Decked out: (adj) decorated or dressed up

Nothing makes me giggle more than remembering something I did and trying to grasp what caused me to do it.

The truth of the matter is, life refuses to match up with itself.

What I mean by that is:

  • When you need to look your best, you have your least money.
  • When you need to perform your best, you’re too inexperienced.
  • And when you need to be making really quality decisions, you find yourself completely uncertain, staring down at your shoes.

I think life enjoys this.

I think life relishes offering us opportunity when it knows we can’t possibly take it.

I am sure life thinks it’s funny—giving us rare glimpses into success when we’re so dopey that we couldn’t possibly muster the reasoning to pull it off.

When I was young, I traveled on the road with a music group. We were pretty good—but we were very poor.

Even though it’s very important to dress up for a performance—or at least look clean and well-laundered—it is difficult to achieve this when you’re dressing out of the back end of an old, brown Econoline van.

I remember arriving at a performance one night and discovered that it was going to be much bigger than I  thought.

I had two outfits to wear onstage. The first was a leisure suit—powder blue and white snow.

The second outfit was a gold shirt with a pair of plaid pants, which, for some reason or another, were considered cool for that season.

I wanted to be decked out for this show.

I should have thought of that two days earlier—because the leisure suit had a two-inch stain on the right leg. The gold shirt and plaid pants were wrinkled. And I couldn’t find my belt.

I sat for a good fifteen minutes trying to measure whether it was better to be stained or wrinkled and beltless.

Then I quickly slipped on my plaid pants and gold shirt and went out to finish the setup of our equipment.

It was a fiasco.

The pants refused to stay up.

Finally, to my embarrassment, they dropped down to my thighs before I could grab them and yank them back up to the border of decency.

I looked around the room to see who might have caught a glimpse, and there, in the back of the auditorium was a little girl about eight years old, shocked and ready to scream, who beat a trail to Mommy.

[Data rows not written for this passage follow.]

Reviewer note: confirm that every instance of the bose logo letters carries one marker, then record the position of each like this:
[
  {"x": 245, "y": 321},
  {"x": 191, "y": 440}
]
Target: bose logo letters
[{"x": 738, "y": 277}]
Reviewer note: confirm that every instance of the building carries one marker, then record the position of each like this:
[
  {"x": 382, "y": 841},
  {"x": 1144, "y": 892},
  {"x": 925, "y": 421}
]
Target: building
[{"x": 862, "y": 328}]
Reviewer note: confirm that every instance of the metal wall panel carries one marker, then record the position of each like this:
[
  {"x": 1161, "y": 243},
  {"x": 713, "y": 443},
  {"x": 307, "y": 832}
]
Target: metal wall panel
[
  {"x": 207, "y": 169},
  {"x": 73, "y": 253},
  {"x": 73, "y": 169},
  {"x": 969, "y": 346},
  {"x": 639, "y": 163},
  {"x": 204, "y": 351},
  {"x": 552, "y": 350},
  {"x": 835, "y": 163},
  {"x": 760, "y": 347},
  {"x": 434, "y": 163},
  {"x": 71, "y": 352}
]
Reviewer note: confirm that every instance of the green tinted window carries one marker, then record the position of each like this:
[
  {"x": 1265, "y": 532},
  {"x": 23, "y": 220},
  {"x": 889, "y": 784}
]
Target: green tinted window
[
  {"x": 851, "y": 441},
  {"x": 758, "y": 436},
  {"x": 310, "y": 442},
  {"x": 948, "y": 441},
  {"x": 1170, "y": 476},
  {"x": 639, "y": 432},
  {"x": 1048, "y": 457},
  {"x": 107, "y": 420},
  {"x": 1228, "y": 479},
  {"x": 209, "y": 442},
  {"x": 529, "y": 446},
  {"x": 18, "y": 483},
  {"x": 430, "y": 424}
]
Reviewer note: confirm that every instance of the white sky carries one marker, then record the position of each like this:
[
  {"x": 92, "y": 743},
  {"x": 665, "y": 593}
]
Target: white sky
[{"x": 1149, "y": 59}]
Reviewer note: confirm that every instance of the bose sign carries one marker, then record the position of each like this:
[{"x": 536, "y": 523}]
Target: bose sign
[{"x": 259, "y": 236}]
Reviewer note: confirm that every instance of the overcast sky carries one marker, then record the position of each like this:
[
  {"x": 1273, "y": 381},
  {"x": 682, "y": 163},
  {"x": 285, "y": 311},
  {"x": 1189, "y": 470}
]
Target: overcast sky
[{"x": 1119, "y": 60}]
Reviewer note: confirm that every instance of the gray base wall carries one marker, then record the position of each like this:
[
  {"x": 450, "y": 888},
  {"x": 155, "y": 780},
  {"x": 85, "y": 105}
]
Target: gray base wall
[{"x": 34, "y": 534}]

The pants and shirt were not going to work.

I went backstage and changed into my leisure suit and spent the whole night trying to lay my arm over the stain so nobody would notice.

But it, too, was a little wrinkled, so I never really felt like I achieved “decked out.”

I was nervous about my stain all night.

And lo and behold, my left shoe picked that night to break a lace.

I thought I did adequately until one of the girls in our band walked up and patted me on the shoulder and said, “Nice stain.”